Les Védas sont un recueil d’hymnes consacrés aux divinités symboliques de ce temps primitif ; ces hymnes célèbrent les attributs personnifiés du Dieu unique et créateur que les sages adoraient derrière ces incarnations, et que le peuple adorait dans ces incarnations.

« Les Védas, dit M. Barthélemy Saint-Hilaire, sont, chez le peuple indien lui-même, le fondement, le point de départ d’une littérature qui est plus riche, plus étendue, si ce n’est aussi belle que la littérature grecque. »

Quant à nous, nous la trouvons mille fois plus belle ; car cette littérature est plus morale, plus sainte et pour ainsi dire plus divinisée par la charité qu’elle respire : c’est la littérature de la sainteté ; celle des Grecs n’est que la littérature des passions.

« Poèmes épiques, continue le savant traducteur, systèmes de philosophes, théâtres, mathématiques, grammaire, droit, le génie indien a tenté toutes les grandes directions de l’intelligence. De son propre aveu, ce sont les Védas qui ont inspiré cette littérature. »

Les Védas sont des chants pareils à ceux des prophètes et de David dans la Bible ; avec cette différence que les chants bibliques ne sont que des cris lyriques d’enthousiasme, d’adoration, de crainte ou d’amour à Jéhovah, tandis que les hymnes des Védas indiens sont en même temps des dogmes religieux. La poésie lyrique des prophètes hébreux est mille fois plus sublime d’expression, les hymnes des Védas ont plus d’enseignement de morale et de vertu dans leurs strophes. Il y a cependant de magnifiques percées d’imagination sur la création, et sur le chaos qui couvait le monde avant sa naissance.

 « Alors rien n’existait, dit un de ces hymnes, ni le néant, ni l’être, ni monde, ni espace, ni éther ; il n’y avait point de mort, il n’y avait point d’immortalité, il n’y avait ni lumière ni ténèbres. Mais la création future reposait sur le vide. Glorifier Dieu fut le désir de naître pour le premier germe de la création...

« Cependant il y avait Lui, dit le livre, il y avait Dieu ; lui seul existait sans respirer, il existait absorbé en lui-même dans la solitude de sa propre pensée, de sa pensée tournée en dedans de lui pour jouir de la contemplation de lui-même. Il n’y avait rien en dehors de lui, rien autour de lui ; il n’y avait que lui avec lui ! » Quelle métaphysique déjà profondément spiritualiste, que cette création par le désir occulte qui presse toute chose, non encore née, de naître pour s’unir à Celui de qui tout sort et à qui tout retourne, afin de l’aimer et de le glorifier ?

« C’est ainsi, poursuit l’hymne sacré, que les sages, méditant dans leur cœur et dans leur entendement, ont expliqué le passage du néant à l’être ; mais Lui, Dieu, quelle autre source put-il avoir que lui-même ? Lui seul peut savoir si cela est ainsi, ou si cela est autrement. »

 

Un autre de ces hymnes complète lyriquement cette définition par un cri répété de foi et de reconnaissance au Dieu unique créateur, et conservateur des êtres connus.

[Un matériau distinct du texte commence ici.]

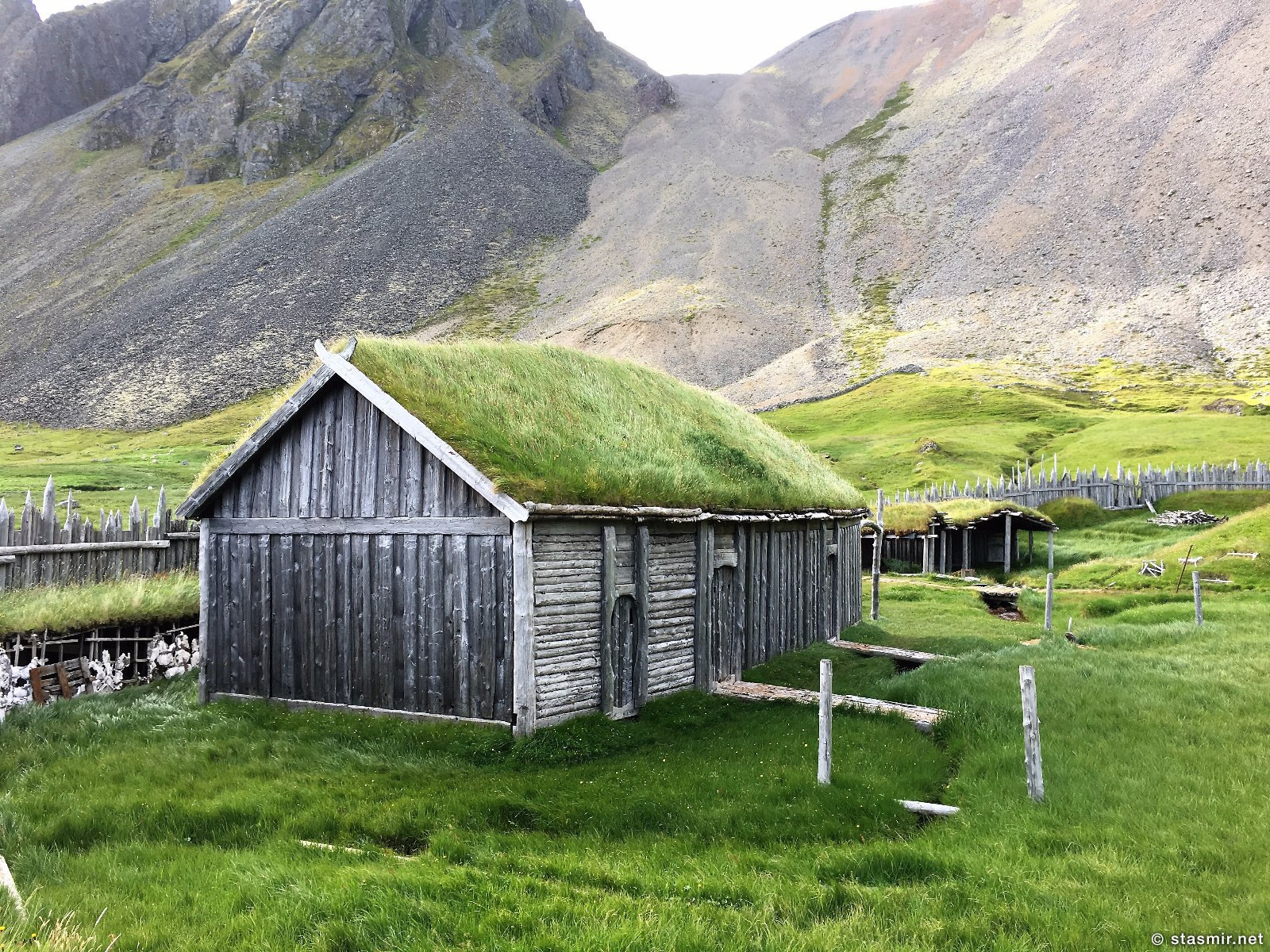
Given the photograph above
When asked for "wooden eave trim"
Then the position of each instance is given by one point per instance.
(422, 433)
(209, 488)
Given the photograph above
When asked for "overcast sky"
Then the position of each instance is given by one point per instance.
(694, 36)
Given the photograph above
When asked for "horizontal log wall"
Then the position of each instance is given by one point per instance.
(567, 617)
(672, 590)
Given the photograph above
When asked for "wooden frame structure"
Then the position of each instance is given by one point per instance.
(988, 543)
(353, 560)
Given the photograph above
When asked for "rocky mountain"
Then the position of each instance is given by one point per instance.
(304, 169)
(1037, 182)
(52, 69)
(1041, 182)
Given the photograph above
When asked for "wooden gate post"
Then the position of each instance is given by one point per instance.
(825, 763)
(1049, 602)
(1032, 733)
(879, 541)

« Il naissait à peine de lui-même et déjà il était le seul maître des mondes créés par lui ; il remplit le ciel et la terre : à quel autre Dieu offrirons-nous l’holocauste ?

« Le monde ne respire et ne voit qu’en lui : à quel autre Dieu offrirons-nous l’holocauste ?

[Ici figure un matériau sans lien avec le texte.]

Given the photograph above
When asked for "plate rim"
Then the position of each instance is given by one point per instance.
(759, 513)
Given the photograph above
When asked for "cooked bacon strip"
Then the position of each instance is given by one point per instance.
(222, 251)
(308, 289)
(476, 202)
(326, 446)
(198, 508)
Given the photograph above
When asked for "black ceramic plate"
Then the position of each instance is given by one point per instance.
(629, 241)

« À lui appartiennent ces sommets inaccessibles de montagnes blanchies, ce firmament, cet Océan sans limites avec tous ses flots ; à lui l’espace où il étend ses deux bras sans toucher les bords : à quel autre Dieu offrirons-nous l’holocauste ?

« C’est lui que le ciel et la terre, soutenus par son esprit, frémissent du désir de voir, quand le soleil dans sa splendeur surgit à l’orient : à quel autre Dieu offrirons-nous l’holocauste ?

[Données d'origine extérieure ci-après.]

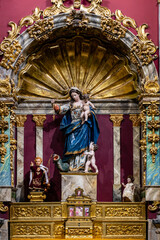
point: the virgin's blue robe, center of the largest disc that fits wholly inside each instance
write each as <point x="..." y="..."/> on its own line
<point x="78" y="135"/>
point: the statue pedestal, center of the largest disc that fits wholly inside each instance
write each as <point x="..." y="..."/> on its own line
<point x="70" y="181"/>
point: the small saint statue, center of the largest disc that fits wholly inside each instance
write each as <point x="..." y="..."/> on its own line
<point x="91" y="161"/>
<point x="128" y="192"/>
<point x="38" y="176"/>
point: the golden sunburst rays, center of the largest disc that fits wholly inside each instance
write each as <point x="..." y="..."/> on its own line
<point x="95" y="69"/>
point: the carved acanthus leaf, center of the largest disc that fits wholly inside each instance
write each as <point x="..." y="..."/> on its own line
<point x="126" y="21"/>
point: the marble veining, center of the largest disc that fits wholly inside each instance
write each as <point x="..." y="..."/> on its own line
<point x="39" y="142"/>
<point x="87" y="182"/>
<point x="136" y="155"/>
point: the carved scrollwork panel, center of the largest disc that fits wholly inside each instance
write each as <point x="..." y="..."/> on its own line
<point x="32" y="230"/>
<point x="135" y="212"/>
<point x="31" y="212"/>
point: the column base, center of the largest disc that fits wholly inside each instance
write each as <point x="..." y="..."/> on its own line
<point x="71" y="181"/>
<point x="117" y="193"/>
<point x="152" y="193"/>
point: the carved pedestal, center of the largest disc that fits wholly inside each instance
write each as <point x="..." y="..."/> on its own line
<point x="86" y="181"/>
<point x="36" y="196"/>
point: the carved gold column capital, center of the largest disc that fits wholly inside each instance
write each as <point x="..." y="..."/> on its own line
<point x="135" y="118"/>
<point x="20" y="119"/>
<point x="39" y="120"/>
<point x="116" y="119"/>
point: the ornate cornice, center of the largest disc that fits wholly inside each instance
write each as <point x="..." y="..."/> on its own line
<point x="113" y="24"/>
<point x="135" y="118"/>
<point x="39" y="120"/>
<point x="116" y="119"/>
<point x="20" y="119"/>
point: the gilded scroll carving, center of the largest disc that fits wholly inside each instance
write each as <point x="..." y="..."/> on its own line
<point x="126" y="21"/>
<point x="41" y="30"/>
<point x="123" y="212"/>
<point x="124" y="230"/>
<point x="5" y="87"/>
<point x="97" y="230"/>
<point x="32" y="230"/>
<point x="20" y="120"/>
<point x="32" y="212"/>
<point x="116" y="119"/>
<point x="135" y="118"/>
<point x="10" y="46"/>
<point x="39" y="120"/>
<point x="77" y="18"/>
<point x="98" y="211"/>
<point x="112" y="29"/>
<point x="3" y="208"/>
<point x="4" y="111"/>
<point x="57" y="211"/>
<point x="143" y="48"/>
<point x="59" y="230"/>
<point x="79" y="231"/>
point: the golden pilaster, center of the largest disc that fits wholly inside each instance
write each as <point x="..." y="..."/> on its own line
<point x="3" y="208"/>
<point x="13" y="144"/>
<point x="135" y="118"/>
<point x="39" y="120"/>
<point x="4" y="111"/>
<point x="116" y="119"/>
<point x="20" y="120"/>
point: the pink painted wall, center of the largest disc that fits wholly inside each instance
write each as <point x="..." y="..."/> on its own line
<point x="53" y="141"/>
<point x="143" y="11"/>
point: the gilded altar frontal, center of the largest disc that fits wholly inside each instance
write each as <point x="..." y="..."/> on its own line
<point x="79" y="120"/>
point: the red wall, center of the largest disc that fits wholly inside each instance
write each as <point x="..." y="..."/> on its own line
<point x="53" y="141"/>
<point x="143" y="11"/>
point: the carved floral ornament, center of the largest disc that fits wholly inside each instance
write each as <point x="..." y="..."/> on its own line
<point x="41" y="24"/>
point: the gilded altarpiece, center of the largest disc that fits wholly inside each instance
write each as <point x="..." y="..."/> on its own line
<point x="93" y="49"/>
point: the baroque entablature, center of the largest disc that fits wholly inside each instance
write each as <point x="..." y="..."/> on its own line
<point x="21" y="52"/>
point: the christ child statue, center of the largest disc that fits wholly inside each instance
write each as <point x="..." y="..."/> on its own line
<point x="86" y="108"/>
<point x="128" y="192"/>
<point x="38" y="176"/>
<point x="91" y="161"/>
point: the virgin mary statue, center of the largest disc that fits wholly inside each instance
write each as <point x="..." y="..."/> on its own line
<point x="78" y="133"/>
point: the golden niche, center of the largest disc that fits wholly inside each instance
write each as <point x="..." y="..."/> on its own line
<point x="93" y="67"/>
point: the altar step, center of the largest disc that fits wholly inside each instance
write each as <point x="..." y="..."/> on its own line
<point x="48" y="221"/>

« C’est lui qui parmi tous les dieux secondaires (incarnations de ses attributs) a toujours été le vrai Dieu, le Dieu suprême : à quel autre offrirons-nous l’holocauste ?... »

Cette litanie sublime des perfections et des droits divins du Dieu créateur se poursuit de strophe en strophe avec l’accent d’un Te Deum de l’âme, ivre de joie d’avoir entrevu son auteur.

 

La création de l’homme n’est pas célébrée dans un autre hymne avec moins de métaphysique et moins de poésie pleine de symbole.

« Dieu pensa ; il se dit : Voilà les mondes ! Je vais créer maintenant les hôtes de ces mondes. Il créa un être revêtu d’un corps ; il le vit ; et la bouche de cet être s’ouvrit comme un œuf brisé ; de sa bouche sortit la parole, de la parole sortit le feu ; les narines s’ouvrirent, et des narines sortit le souffle, et du souffle sortit l’air qui se dilate et se répand partout ; les yeux s’ouvrirent, et des yeux jaillit la lumière, et de cette lumière fut produit le soleil ; les oreilles se sculptèrent, et des oreilles naquit le son qui donne le sentiment du loin et du près (des distances) ; la peau s’étendit, et de cet épiderme étendu naquit la chevelure, de cette chevelure de l’homme naquit la chevelure de la terre, les arbres et les plantes ! etc., etc. »

On voit qu’en sens inverse du matérialisme moderne, qui fait naître l’intelligence des sensations brutales de la matière douée d’organes, le spiritualisme déjà raffiné des sages de l’Inde fait naître les phénomènes matériels de l’intelligence.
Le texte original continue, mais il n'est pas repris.